No man has been so utterly overcome by the power of Christ as to become a second Christ. Yet, unless you yourself be transformed into the Second Coming, and take your place with God as God, then you must be counted an enemy of Christ, who is Love. To be a Christian is to confess one's attachment to self-love (or "small love"), which is rebellion against the Will of God, and to desire ardently to be delivered from self-love by the Grace of God, through increasingly devout contemplation of the words and works of Jesus Christ (and all great teachers through whom God has spoken, more or less consistently) -- and, ultimately, through silent, deep meditation; with no object in mind, save God; who is not an object, but who rather contains and observes the mind, than is contained and observed by it. Bring nothing to mind; that you may bring mind to nothing.


Death rides a broken old nag, who does not gallup, cantor, nor trot; but teeters on match-stick limbs through the towns at a most pathetic pace. This is so that all the people may have time to throw open their shutters (or close them, if they wish), or to sit out on their stoops to point, whisper, and wonder at what it means. Greiving does not pass in haste; but lingers, and staggers, like drunkenness or old age, and makes a kind of spectacle which must be granted space and time to occur; and it's nature insists on being seen.

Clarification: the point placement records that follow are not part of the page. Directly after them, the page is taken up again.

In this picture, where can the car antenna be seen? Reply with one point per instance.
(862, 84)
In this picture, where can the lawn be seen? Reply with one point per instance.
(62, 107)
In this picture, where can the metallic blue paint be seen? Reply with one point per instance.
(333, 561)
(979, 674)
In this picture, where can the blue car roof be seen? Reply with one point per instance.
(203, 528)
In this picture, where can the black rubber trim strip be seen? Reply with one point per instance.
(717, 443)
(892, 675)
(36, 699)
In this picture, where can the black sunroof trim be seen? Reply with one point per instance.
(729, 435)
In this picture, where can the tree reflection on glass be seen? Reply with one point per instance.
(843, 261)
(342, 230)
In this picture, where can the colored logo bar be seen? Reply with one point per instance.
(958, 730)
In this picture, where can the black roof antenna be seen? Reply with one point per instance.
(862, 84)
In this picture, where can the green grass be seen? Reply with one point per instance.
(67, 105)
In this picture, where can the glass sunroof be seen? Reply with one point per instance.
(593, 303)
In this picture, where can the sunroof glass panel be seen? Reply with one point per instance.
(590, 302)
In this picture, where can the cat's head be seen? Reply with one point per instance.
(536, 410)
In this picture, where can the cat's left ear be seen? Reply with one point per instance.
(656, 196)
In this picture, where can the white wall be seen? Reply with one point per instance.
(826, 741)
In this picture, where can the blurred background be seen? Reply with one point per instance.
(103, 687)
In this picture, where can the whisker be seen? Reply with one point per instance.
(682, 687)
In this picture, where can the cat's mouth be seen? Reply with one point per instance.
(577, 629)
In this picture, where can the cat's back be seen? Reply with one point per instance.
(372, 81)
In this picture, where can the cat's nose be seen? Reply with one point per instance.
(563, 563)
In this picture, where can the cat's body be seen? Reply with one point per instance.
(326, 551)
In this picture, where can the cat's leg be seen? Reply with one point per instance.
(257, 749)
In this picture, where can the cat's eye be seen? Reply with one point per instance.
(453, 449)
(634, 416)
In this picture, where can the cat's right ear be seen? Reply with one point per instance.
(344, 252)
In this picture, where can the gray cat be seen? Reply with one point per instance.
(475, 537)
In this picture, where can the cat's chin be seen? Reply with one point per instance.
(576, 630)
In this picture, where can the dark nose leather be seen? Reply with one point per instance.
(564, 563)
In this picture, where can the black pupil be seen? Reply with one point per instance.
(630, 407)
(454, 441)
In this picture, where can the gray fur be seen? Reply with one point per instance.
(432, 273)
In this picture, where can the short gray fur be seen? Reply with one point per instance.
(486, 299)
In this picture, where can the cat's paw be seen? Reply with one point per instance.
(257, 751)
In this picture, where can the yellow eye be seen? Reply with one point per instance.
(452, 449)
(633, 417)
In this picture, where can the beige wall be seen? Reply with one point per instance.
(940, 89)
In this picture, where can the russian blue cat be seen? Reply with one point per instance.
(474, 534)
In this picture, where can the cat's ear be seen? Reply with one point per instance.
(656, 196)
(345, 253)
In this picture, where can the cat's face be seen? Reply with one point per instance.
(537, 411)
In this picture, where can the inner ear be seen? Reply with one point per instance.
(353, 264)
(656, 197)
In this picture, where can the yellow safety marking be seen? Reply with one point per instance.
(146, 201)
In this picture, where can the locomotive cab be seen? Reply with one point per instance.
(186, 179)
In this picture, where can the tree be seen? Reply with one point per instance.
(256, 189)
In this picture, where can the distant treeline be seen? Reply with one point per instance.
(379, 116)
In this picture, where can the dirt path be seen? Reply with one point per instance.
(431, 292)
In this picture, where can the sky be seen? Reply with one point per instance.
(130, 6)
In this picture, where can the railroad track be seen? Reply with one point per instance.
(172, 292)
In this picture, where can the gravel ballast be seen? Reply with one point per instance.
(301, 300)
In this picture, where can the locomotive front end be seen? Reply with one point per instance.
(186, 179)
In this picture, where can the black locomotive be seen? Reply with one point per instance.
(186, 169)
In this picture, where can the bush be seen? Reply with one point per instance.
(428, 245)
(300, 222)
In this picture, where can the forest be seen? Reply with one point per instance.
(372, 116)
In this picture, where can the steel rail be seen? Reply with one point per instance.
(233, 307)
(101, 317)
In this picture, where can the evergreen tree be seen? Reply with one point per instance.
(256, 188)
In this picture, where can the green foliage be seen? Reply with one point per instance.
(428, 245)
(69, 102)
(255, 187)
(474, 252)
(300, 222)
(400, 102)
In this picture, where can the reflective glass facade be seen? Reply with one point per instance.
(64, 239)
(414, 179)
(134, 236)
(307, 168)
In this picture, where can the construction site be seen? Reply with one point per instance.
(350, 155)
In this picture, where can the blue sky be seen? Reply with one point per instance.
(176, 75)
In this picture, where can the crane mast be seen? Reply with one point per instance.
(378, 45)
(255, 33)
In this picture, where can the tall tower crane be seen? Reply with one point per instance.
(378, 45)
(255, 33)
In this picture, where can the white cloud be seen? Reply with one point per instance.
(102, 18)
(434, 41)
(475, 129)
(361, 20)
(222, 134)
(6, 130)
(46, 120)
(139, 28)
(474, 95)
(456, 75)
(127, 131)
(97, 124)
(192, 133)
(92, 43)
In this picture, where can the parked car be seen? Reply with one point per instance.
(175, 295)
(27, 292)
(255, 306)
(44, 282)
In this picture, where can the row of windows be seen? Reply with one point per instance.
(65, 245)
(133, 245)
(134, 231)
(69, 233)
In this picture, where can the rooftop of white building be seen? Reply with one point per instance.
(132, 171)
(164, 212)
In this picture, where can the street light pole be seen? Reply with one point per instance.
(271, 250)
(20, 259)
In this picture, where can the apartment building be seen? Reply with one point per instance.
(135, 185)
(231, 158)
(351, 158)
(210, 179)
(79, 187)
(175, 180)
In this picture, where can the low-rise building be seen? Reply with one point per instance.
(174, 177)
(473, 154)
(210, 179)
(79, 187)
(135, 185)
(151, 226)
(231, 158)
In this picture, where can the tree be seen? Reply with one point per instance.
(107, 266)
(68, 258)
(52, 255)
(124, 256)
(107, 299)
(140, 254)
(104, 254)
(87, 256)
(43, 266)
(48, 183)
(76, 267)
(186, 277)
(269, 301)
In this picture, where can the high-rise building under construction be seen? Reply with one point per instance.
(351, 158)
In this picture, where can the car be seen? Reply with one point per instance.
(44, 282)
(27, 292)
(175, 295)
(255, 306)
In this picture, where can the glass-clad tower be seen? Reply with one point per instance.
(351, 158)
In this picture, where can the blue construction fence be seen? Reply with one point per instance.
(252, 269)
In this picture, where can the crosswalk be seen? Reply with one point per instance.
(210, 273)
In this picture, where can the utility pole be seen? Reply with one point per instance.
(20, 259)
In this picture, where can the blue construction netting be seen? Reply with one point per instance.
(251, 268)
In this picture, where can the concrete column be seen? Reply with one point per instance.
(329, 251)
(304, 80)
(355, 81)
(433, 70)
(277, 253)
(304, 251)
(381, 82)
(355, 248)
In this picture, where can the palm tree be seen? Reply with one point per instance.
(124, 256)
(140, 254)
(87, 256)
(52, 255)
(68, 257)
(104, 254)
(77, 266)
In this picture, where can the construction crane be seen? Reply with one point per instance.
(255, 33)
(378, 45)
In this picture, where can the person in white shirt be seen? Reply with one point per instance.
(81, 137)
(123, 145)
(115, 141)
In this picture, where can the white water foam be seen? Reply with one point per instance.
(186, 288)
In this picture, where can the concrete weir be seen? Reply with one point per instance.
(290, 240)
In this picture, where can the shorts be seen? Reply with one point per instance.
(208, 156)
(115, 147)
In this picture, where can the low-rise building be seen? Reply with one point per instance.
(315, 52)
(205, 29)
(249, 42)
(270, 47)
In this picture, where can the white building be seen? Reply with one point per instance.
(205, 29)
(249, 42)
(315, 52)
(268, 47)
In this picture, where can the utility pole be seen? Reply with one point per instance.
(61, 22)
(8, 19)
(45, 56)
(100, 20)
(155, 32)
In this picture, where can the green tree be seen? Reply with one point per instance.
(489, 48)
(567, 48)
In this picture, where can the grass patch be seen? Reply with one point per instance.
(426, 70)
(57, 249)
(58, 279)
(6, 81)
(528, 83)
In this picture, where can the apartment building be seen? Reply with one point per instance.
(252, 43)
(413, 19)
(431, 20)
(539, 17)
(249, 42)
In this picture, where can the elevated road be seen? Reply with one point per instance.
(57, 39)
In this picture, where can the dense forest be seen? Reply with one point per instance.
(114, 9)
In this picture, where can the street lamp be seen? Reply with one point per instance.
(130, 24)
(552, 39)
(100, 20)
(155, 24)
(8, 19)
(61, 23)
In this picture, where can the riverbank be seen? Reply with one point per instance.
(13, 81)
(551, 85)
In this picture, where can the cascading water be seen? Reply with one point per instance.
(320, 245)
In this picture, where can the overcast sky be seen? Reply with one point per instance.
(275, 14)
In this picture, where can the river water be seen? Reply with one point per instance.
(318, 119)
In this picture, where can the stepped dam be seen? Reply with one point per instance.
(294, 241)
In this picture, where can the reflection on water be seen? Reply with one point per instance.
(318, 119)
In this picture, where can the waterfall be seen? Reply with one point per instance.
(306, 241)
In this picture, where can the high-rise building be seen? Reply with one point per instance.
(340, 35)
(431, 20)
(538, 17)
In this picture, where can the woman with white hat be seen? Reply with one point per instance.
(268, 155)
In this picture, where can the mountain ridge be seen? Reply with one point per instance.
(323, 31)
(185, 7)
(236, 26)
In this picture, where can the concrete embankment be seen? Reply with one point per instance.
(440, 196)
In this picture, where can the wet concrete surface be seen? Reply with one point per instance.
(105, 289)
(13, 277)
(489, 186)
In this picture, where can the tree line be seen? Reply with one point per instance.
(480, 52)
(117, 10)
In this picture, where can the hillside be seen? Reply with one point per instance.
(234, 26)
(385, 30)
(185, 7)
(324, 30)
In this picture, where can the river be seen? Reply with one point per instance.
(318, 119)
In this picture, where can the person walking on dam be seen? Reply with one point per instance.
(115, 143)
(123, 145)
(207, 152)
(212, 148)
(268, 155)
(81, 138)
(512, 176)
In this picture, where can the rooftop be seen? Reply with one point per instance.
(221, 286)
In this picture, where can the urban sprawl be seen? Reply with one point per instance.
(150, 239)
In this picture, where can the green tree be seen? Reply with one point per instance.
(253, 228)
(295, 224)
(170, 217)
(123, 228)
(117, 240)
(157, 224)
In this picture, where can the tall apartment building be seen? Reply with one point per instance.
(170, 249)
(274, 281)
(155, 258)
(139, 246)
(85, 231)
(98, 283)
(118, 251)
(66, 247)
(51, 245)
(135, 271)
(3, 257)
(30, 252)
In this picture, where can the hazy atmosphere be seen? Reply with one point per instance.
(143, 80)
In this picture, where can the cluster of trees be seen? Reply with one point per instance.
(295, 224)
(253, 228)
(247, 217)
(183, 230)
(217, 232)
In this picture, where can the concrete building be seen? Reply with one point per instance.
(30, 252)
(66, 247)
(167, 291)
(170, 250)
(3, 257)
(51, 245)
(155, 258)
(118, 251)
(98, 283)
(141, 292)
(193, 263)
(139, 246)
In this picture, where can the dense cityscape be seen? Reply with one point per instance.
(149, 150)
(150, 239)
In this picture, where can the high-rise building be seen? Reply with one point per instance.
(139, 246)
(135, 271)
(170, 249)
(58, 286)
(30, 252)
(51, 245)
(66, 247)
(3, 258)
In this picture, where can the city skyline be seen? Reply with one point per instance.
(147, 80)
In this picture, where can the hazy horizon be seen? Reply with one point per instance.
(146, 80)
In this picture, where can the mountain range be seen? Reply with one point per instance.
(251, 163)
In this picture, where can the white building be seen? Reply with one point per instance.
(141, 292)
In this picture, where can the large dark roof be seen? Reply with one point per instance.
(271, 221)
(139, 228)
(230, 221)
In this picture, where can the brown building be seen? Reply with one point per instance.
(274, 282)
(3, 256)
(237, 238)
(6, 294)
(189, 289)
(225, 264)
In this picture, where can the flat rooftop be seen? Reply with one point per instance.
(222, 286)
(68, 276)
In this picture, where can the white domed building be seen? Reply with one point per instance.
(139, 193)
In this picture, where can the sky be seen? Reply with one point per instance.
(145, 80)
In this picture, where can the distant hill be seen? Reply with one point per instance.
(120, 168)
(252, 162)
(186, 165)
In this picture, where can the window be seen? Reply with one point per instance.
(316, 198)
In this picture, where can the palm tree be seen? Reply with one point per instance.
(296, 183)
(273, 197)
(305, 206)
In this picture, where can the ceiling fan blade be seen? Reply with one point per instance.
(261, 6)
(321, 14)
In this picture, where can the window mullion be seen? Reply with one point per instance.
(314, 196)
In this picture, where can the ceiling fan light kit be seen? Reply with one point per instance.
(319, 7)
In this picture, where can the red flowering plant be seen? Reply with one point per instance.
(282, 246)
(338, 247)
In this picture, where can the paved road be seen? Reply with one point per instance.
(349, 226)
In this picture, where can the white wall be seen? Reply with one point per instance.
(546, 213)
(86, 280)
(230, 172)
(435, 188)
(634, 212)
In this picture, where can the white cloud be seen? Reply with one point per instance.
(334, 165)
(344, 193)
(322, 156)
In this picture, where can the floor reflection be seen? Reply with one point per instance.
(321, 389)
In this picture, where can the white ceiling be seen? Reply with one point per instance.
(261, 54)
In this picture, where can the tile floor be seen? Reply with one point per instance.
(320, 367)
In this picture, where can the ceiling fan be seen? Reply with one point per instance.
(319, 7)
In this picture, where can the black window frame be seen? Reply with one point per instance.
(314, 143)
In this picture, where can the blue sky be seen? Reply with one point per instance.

The Infinite has made level all created things, so that there is not one stone left standing upon another. No man stands higher than any other, for even the cruellest sinner and the gentlest saint are indistinguishable before the majesty of God, which confounds all measure. Christ himself is not above us, lest we mistake him. To perceive him is also to be on a level with him, and to be one with him. The creation itself, and the creature along with it, is consumed in the furnace of the Infinite, and only Christ is left; one no longer exists to perceive, but has become united with the object of perception; uncreated, immaculate, complete.


If the imagination is truly creative, then its products need not be regarded solely as night dreams, morning figments, noontide fancies, nor dusky apparitions. Rather, they might, with good reason, be counted as fully legitimate objects in their own right, possessing a solidity which often outlasts even the objects of sense. And while some objects may be consumed and digested and have influence upon neurological processes, they can never be so deeply assimilated as a clear, beloved notion, which settles in the throne of the heart, and is not easy to unseat. An idea by-passes the blood, and passses directly into "the blood of the blood", provided only that it be understood; for that is to be consumed at the mental level, which is higher and more subtle than the physical. Ideas rot only on the vine, or unwanted in the shade beneath lonely fir trees. But whatever is well understood does not leave us, does not break-down, die, or decompose, unless it is within the mental soil, where it may fertilize a host of ideas not wholly unlike itself; for every father is alive within his son, and every fruit is mysteriously buried in the seed it sows, for the purposes of ressurection.